Available methods to override:

  • on_train_start(trainer) - Before training begins

  • on_epoch_start(trainer, epoch) - At start of each epoch

  • on_batch_end(trainer, batch_idx, loss) - After each batch

  • on_epoch_end(trainer, epoch, metrics) - After each epoch

  • on_train_end(trainer) - After training completes


Using the Plugin System

Plugins extend arch_eval functionality globally.
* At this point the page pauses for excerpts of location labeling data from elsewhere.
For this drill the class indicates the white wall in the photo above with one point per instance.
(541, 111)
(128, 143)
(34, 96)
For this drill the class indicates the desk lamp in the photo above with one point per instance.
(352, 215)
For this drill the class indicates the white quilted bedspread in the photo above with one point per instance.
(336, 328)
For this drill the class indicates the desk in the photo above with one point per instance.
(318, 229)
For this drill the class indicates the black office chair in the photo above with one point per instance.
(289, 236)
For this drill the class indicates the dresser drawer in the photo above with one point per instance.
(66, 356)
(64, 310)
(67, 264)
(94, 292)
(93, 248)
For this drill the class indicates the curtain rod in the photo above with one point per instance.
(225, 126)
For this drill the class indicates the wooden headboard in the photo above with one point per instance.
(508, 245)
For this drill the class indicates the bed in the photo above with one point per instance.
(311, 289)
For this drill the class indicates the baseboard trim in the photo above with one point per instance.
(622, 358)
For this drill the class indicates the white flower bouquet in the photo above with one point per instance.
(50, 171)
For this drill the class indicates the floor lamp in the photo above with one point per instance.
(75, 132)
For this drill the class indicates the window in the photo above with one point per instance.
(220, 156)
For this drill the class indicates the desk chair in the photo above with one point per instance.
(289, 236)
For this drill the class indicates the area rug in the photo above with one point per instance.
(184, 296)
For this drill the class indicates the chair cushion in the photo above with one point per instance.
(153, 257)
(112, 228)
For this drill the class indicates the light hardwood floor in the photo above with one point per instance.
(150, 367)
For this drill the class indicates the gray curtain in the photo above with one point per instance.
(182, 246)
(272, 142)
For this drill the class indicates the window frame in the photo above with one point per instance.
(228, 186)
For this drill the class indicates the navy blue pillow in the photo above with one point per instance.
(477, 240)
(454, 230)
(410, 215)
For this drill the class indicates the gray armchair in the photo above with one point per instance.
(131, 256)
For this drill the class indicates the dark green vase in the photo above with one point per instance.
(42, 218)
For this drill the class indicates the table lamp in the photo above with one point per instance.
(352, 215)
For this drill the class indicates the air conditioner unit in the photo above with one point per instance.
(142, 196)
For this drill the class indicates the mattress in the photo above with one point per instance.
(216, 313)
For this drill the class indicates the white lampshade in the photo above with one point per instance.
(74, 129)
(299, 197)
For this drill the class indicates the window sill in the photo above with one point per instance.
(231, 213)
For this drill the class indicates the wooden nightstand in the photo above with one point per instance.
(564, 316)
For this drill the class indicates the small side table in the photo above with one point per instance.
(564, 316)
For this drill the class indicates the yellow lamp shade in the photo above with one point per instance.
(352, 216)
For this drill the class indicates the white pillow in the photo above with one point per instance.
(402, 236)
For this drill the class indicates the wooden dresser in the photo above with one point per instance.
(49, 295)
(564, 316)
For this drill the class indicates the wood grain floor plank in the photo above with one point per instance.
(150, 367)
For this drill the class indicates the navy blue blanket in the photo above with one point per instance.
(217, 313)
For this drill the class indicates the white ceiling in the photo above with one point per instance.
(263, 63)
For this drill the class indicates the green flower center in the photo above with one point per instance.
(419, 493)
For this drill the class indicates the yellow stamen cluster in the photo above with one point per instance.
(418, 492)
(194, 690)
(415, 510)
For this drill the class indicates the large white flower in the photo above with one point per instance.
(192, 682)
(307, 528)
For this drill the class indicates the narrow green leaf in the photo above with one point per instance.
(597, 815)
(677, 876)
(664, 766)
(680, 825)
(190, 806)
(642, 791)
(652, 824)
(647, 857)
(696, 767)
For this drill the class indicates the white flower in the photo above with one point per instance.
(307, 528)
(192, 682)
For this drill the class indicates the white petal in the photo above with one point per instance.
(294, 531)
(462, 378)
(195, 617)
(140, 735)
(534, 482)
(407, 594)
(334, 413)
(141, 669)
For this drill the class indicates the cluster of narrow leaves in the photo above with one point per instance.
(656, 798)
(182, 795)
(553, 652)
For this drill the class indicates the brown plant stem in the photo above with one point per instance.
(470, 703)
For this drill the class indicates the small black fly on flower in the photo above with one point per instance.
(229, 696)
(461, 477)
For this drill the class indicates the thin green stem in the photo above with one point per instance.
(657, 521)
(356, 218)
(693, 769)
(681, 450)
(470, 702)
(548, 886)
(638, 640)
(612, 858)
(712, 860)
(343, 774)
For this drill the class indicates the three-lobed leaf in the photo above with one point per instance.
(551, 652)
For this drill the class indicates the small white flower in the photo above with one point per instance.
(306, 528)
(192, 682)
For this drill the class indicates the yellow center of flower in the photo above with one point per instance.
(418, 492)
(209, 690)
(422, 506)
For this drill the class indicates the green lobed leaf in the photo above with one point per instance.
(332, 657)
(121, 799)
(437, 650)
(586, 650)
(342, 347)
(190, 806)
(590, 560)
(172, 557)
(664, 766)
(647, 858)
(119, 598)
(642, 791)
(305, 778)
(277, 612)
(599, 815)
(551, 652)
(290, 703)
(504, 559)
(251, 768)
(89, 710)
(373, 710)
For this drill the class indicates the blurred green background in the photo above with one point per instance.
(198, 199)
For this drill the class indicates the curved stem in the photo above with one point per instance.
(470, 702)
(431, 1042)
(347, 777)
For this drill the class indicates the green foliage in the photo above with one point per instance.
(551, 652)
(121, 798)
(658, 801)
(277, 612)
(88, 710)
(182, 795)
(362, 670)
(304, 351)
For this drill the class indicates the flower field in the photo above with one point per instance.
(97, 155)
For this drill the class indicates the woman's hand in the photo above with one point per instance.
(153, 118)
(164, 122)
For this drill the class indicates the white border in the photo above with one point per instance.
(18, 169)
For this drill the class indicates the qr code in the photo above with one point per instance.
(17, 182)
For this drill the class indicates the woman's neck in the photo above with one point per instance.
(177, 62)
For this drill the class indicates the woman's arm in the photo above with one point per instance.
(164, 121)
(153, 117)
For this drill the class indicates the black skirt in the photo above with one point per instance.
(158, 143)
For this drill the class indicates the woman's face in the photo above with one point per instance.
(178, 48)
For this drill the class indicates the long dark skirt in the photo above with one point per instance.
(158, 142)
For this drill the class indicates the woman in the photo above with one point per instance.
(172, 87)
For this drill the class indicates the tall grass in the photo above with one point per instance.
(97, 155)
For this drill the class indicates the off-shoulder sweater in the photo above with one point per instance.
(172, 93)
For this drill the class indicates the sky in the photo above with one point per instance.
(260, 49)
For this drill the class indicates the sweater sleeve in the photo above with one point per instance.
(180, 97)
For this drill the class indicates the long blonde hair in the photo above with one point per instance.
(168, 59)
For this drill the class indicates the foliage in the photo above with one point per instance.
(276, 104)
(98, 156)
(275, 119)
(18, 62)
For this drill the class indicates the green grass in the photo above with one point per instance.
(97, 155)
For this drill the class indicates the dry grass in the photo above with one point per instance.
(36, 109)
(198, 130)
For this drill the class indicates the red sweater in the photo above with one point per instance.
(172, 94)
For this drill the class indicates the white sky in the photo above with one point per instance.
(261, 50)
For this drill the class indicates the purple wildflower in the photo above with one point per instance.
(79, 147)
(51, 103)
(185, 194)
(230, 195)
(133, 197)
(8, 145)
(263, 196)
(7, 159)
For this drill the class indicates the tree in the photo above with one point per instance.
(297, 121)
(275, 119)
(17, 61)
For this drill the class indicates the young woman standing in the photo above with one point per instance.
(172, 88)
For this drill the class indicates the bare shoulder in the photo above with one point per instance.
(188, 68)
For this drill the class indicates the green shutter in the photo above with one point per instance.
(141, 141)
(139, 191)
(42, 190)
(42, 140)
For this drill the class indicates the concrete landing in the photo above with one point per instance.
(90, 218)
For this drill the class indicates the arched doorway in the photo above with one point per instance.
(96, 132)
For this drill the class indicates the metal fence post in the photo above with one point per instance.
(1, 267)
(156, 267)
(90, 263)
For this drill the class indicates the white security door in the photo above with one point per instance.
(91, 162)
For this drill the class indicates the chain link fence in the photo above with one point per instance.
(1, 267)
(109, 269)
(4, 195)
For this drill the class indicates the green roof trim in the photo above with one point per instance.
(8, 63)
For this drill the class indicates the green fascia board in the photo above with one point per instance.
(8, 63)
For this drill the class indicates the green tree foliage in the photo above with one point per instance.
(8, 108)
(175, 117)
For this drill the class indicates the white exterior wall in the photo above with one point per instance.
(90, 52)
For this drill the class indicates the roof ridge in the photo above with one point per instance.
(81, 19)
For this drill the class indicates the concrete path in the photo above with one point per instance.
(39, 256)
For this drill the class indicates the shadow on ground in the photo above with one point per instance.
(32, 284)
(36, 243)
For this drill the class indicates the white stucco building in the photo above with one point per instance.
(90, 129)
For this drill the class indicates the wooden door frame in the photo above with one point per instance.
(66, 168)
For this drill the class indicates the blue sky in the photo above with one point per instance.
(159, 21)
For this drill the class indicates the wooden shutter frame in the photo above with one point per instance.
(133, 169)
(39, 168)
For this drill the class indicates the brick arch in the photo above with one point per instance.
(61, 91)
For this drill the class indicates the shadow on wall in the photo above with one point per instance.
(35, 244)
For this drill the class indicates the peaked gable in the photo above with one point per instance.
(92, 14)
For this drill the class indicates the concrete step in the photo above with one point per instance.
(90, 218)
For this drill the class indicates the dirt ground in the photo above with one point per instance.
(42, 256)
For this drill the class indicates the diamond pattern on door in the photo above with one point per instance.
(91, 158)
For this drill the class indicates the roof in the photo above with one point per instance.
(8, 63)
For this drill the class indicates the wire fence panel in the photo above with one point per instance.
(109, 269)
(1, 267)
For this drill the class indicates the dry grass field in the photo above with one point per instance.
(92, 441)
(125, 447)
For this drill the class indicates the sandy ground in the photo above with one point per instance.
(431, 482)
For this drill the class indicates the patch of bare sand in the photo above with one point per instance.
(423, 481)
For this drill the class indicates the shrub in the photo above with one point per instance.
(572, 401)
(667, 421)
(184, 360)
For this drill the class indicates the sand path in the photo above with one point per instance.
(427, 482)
Step 1: Create Plugin File

# my_plugin.py
from arch_eval.plugins import hook

@hook("on_epoch_start")
def epoch_start(trainer, epoch):
    print(f"Starting epoch {epoch}!")

@hook("on_train_end")
def training_end(trainer):
    print("Training completed!")

Step 2: Discover and Use Plugins

from arch_eval import Trainer, TrainingConfig, discover_plugins

discover_plugins(["./"])  # Scan current directory

config = TrainingConfig(
    dataset="synthetic classification",
    dataset_params={"n_samples": 500, "n_features": 20, "n_classes": 5},
    training_args={"num_epochs": 5, "batch_size": 32},
    task="classification",
)

model = nn.Linear(20, 5)
trainer = Trainer(model, config)
trainer.train()

Available Hook Points

  • on_train_start - Before training loop

  • on_train_end - After training loop

  • on_epoch_start/end - At epoch boundaries

  • on_batch_start/end - At batch boundaries

  • on_log - When metrics are logged

  • on_exception - When an error occurs


Summary

These examples cover the main features of arch_eval:

  1. Basic Training: Quick setup for single model training

  2. Benchmarking: Compare multiple architectures

  3. Hyperparameter Search: Optimize parameters

  4. Callbacks: Customize training behavior

  5. Custom Data: Use your own datasets

  6. Distributed Training: Scale to multiple GPUs

  7. Profiling: Analyze performance

  8. External Datasets: Integrate with Hugging Face

  9. Custom Extensions: Create callbacks and plugins

For more details, refer to the User Guide and API Reference.